Kasus viral belakangan ini mengenai gerai Roti O yang tidak menerima pembayaran tunai dari seorang nenek yang ingin membeli roti kembali memantik reaksi banyak orang mengenai sistem pembayaran di Indonesia. Banyak orang awalnya melihat persoalan ini sebatas masalah pelayanan dan kepekaan sosial. Namun, jika ditarik ke ranah hukum, kasus ini ternyata menyentuh hal yang jauh lebih mendasar, apakah pelaku usaha boleh membatasi metode pembayaran? Apakah QRIS dapat menggantikan uang tunai? Dan bagaimana sebenarnya hukum Indonesia mengatur keduanya?

Hal pertama yang perlu kita ketahui adalah bahwa gerai tersebut sebenarnya bukan menolak rupiah sebagai mata uang negara, tetapi membatasi metode pembayaran sehingga hanya menerima pembayaran non-tunai melalui QRIS. Namun meskipun terlihat sederhana, pembatasan ini perlu dinilai dengan kacamata hukum, karena menyangkut kedudukan rupiah sebagai alat pembayaran resmi di Indonesia.

Sejak awal, konstitusi Negara Kesatuan Republik Indoneisa telah menegaskan bahwa mata uang diatur oleh undang-undang melalui Pasal 23B UUD 1945. Ketentuan ini kemudian dijabarkan secara lebih tegas dalam Undang-Undang Nomor 7 Tahun 2011 tentang Mata Uang. Pada Pasal 21 ayat (1) dinyatakan dengan jelas bahwa:

“Rupiah wajib digunakan dalam setiap transaksi yang mempunyai tujuan pembayaran di wilayah Negara Kesatuan Republik Indonesia.”

Artinya, rupiah bukan hanya simbol ekonomi, tetapi juga simbol kedaulatan negara.
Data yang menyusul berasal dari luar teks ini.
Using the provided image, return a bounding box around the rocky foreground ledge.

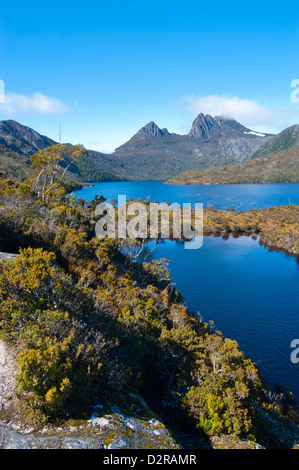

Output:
[0,340,261,449]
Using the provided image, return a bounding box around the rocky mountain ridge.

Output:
[0,113,299,183]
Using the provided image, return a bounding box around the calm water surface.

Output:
[77,181,299,404]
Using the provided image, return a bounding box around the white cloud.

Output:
[0,93,68,117]
[179,95,290,130]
Karena itu, keberadaannya dilindungi hukum, termasuk kewajiban untuk menerimanya dalam transaksi pembayaran. Hal ini ditegaskan kembali dalam Pasal 33 ayat (2) UU Nomor 7 Tahun 2011, yang menyebutkan bahwa setiap orang dilarang menolak rupiah yang diserahkan sebagai alat pembayaran, kecuali ada alasan yang sah menurut undang-undang, seperti uang palsu, uang rusak berat, atau pengecualian hukum tertentu.

Selain undang-undang, ketentuan mengenai penggunaan dan pengelolaan uang rupiah juga diperkuat dalam Peraturan Pemerintah Nomor 17 Tahun 2015 tentang Pengelolaan Uang Rupiah serta berbagai Peraturan Bank Indonesia terkait pengelolaan uang dan sistem pembayaran. Secara prinsip, selama transaksi dilakukan di wilayah Indonesia, dilakukan secara langsung, tidak ada perjanjian khusus sebelumnya, barang tersedia, dan pembayaran dilakukan menggunakan rupiah yang layak edar, maka rupiah tersebut wajib diterima.
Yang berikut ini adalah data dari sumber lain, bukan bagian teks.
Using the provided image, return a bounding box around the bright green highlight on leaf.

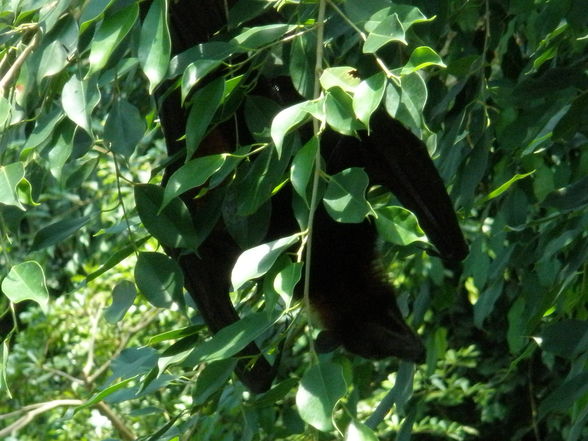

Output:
[2,260,49,313]
[320,66,360,93]
[231,234,300,290]
[363,13,407,54]
[485,170,535,201]
[160,153,228,212]
[353,72,386,127]
[89,3,139,75]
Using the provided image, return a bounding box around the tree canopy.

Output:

Dalam hukum, kita mengenal asas kepastian hukum (lex certa) sebagaimana dijamin dalam Pasal 28D ayat (1) UUD 1945, bahwa setiap orang berhak mendapatkan kepastian hukum yang adil. Konsumen juga berhak tahu bahwa rupiah yang mereka pegang adalah alat pembayaran yang sah dan dijamin penerimaannya.

Lalu Bagaimana dengan metode seperti Quick Response Code Indonesian Standard (QRIS)?

Tidak dapat dipungkiri bahwa sistem pembayaran digital telah menjadi bagian penting dari perkembangan ekonomi modern. Pemerintah melalui Bank Indonesia mendorong penggunaan QRIS sebagai instrumen pembayaran yang cepat, praktis, efisien, dan terintegrasi. QRIS memiliki dasar hukum yang kuat dalam peraturan BI mengenai sistem pembayaran nasional.

Namun, perlu digarisbawahi, dukungan pemerintah terhadap QRIS tidak pernah dimaksudkan untuk menggantikan uang tunai. QRIS adalah fasilitas tambahan, bukan pengganti legal tender (mata uang yang diakui hukum sebagai bentuk pembayaran yang sah).

Nyatanya, tidak ada satu pun aturan yang menyatakan bahwa pelaku usaha boleh menolak uang tunai hanya karena menyediakan pembayaran digital. Dengan kata lain, digitalisasi pembayaran tidak boleh menghapus kedudukan uang tunai sebagai alat pembayaran sah.

Karena itu, kebijakan internal pelaku usaha yang sepenuhnya meniadakan opsi pembayaran tunai dalam transaksi ritel langsung dapat dinilai bertentangan dengan prinsip legal tender. Ini juga bersinggungan dengan perlindungan konsumen sebagaimana diatur dalam Undang-Undang Nomor 8 Tahun 1999 tentang Perlindungan Konsumen, yang menekankan asas keadilan, kemanfaatan, dan keseimbangan antara pelaku usaha dan konsumen.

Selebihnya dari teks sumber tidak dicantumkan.